The yield, purification factor (PF) and activity were evaluated for the proposed separation process and conventional separation process. The yield (%), PF of flavonoids (%) and PF of hyperoside (%) were calculated using the following equations: yield (%) = extract amount/drug material amount × 100%, PF of flavonoids (%) = flavonoids amount/extract amount × 100%, and PF of hyperoside (%) = hyperoside amount/extract amount × 100%. The ability to scavenge DPPH radicals was evaluated using the 50%inhibiting concentration (IC₅₀, μg/mL). The proposed method, SOE method, and resin method were compared for flavonoid extraction (

Table 3. Evaluation of the proposed separation process.

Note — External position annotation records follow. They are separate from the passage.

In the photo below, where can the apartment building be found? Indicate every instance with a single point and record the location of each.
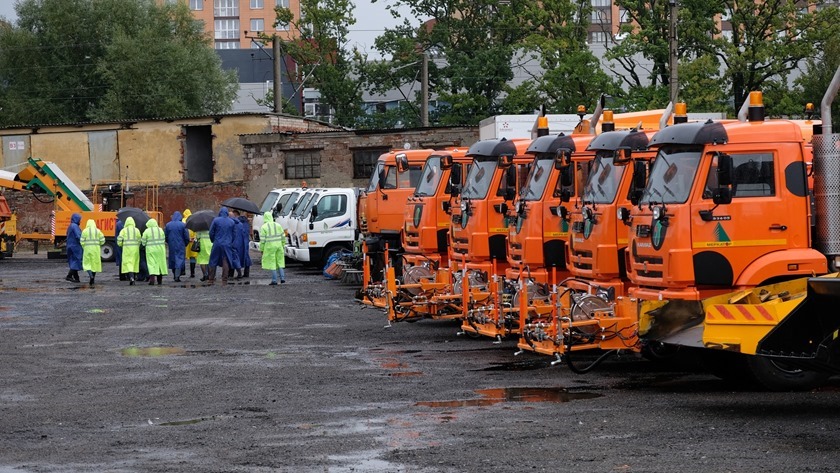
(233, 24)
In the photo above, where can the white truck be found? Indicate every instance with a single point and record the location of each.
(329, 227)
(319, 222)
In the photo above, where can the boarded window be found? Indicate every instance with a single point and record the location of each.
(303, 164)
(198, 154)
(364, 160)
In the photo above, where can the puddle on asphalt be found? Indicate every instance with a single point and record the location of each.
(499, 395)
(187, 422)
(519, 366)
(134, 352)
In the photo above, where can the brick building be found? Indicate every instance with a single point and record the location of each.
(337, 158)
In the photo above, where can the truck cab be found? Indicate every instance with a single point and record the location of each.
(328, 228)
(726, 206)
(598, 236)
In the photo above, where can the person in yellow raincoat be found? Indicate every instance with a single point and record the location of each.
(202, 258)
(272, 244)
(190, 254)
(155, 242)
(129, 241)
(92, 239)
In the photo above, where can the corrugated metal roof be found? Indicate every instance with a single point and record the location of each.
(156, 119)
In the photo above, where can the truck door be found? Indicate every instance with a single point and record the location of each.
(728, 238)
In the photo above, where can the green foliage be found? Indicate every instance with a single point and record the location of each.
(71, 61)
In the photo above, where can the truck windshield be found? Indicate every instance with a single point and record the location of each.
(374, 178)
(286, 209)
(304, 201)
(537, 179)
(479, 179)
(603, 181)
(308, 206)
(672, 175)
(268, 203)
(430, 178)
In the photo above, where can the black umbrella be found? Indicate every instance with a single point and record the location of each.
(244, 205)
(139, 215)
(201, 220)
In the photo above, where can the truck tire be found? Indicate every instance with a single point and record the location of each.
(775, 375)
(330, 251)
(108, 251)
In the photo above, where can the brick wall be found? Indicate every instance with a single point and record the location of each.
(264, 154)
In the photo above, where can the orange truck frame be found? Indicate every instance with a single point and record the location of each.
(426, 261)
(728, 206)
(381, 218)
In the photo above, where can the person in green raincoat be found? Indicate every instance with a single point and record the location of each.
(154, 239)
(273, 246)
(129, 241)
(202, 258)
(92, 239)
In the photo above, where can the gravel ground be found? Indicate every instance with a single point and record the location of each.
(300, 378)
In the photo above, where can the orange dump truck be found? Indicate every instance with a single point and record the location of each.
(381, 217)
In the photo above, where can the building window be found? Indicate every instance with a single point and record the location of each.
(227, 29)
(597, 36)
(225, 8)
(623, 15)
(303, 164)
(364, 161)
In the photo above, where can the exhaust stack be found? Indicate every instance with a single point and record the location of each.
(826, 178)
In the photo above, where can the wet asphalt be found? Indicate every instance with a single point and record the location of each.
(300, 378)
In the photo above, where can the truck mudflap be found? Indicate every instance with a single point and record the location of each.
(809, 337)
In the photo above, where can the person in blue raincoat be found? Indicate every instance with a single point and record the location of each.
(222, 254)
(237, 245)
(177, 239)
(245, 254)
(74, 248)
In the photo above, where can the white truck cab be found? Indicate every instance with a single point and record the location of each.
(329, 226)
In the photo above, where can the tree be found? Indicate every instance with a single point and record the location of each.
(321, 55)
(108, 59)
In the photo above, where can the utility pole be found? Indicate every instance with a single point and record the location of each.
(673, 83)
(278, 75)
(424, 90)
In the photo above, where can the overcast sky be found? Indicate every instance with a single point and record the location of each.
(371, 21)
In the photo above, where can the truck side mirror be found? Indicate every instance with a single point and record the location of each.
(722, 195)
(505, 160)
(724, 170)
(567, 177)
(639, 182)
(402, 162)
(622, 156)
(446, 161)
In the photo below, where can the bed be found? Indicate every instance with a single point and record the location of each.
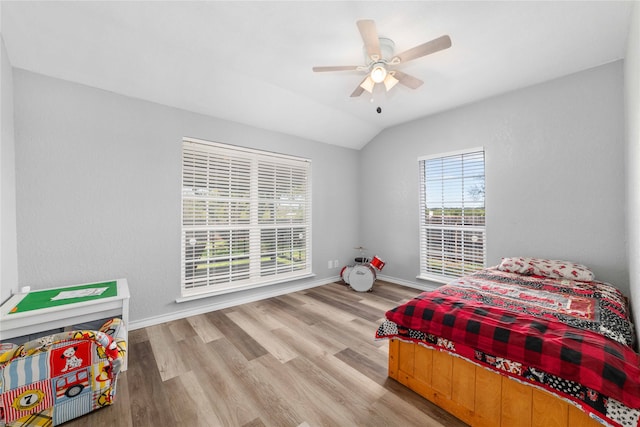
(530, 342)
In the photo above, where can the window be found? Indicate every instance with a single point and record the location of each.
(246, 218)
(452, 215)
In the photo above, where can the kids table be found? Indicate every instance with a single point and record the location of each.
(45, 309)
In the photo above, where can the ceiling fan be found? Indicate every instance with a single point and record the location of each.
(380, 58)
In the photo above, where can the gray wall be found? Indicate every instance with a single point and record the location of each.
(98, 191)
(555, 181)
(8, 253)
(632, 105)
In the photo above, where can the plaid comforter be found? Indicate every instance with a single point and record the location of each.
(577, 331)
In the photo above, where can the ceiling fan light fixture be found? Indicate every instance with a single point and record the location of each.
(390, 81)
(368, 84)
(378, 73)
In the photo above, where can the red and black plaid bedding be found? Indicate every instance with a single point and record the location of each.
(577, 331)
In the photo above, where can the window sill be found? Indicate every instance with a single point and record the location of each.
(246, 287)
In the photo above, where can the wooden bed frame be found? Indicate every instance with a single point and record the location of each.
(476, 395)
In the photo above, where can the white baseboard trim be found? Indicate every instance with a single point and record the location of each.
(259, 294)
(420, 286)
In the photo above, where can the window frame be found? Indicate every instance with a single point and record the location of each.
(429, 273)
(244, 202)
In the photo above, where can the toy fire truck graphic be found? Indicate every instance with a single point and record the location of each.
(72, 384)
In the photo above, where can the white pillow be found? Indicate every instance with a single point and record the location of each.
(556, 269)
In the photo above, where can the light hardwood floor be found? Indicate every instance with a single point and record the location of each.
(304, 359)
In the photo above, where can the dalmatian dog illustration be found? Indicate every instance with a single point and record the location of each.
(72, 361)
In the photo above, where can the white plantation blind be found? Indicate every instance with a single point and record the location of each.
(452, 215)
(246, 218)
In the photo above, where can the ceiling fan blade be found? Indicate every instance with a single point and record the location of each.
(369, 35)
(336, 68)
(424, 49)
(407, 80)
(358, 91)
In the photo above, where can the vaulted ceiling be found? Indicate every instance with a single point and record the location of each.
(250, 62)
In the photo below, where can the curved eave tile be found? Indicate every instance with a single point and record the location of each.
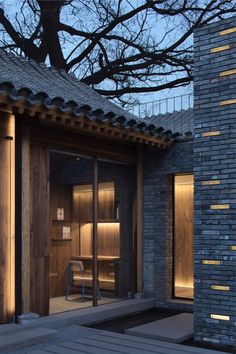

Method	Yield (%)	PF of Flavonoids (%)	PF of Hyperoside (%)	IC50 (μg/mL)
This method	4.20	85.71	61.11	6.4
SOE method	3.75	86.13	46.44	6.2
Resin method	3.49	86.53	47.35	6.2

PF—purification factor (PF); IC₅₀—50%inhibiting concentration.

).

Among these methods, the proposed method had a higher extraction recovery rate, higher purification factors of flavonoids and hyperoside, and higher scavenging activity. The SOE and resin methods gave similar results. The enhanced extraction performance could be attributed to cell rupture and leakage of cell content.

4. Conclusions

An OE technique was developed using the SOE procedure to enhance the extraction efficiency of pharmaceutical components from herbal materials by changing the osmotic pressure. The intracellular osmotic pressure differed with saline and non-saline solvents. The phase interface, which existed in the OE biphasic system, could promote rupture of the cell walls of medicinal materials. This greatly improved the extraction efficiency. In addition, the effect of osmotic pressure was verified by studying structural changes in the cell wall and cell membrane of Folium nelumbinis. In summary, OE is promising as a green extraction method that is rapid, efficient, and has low energy consumption.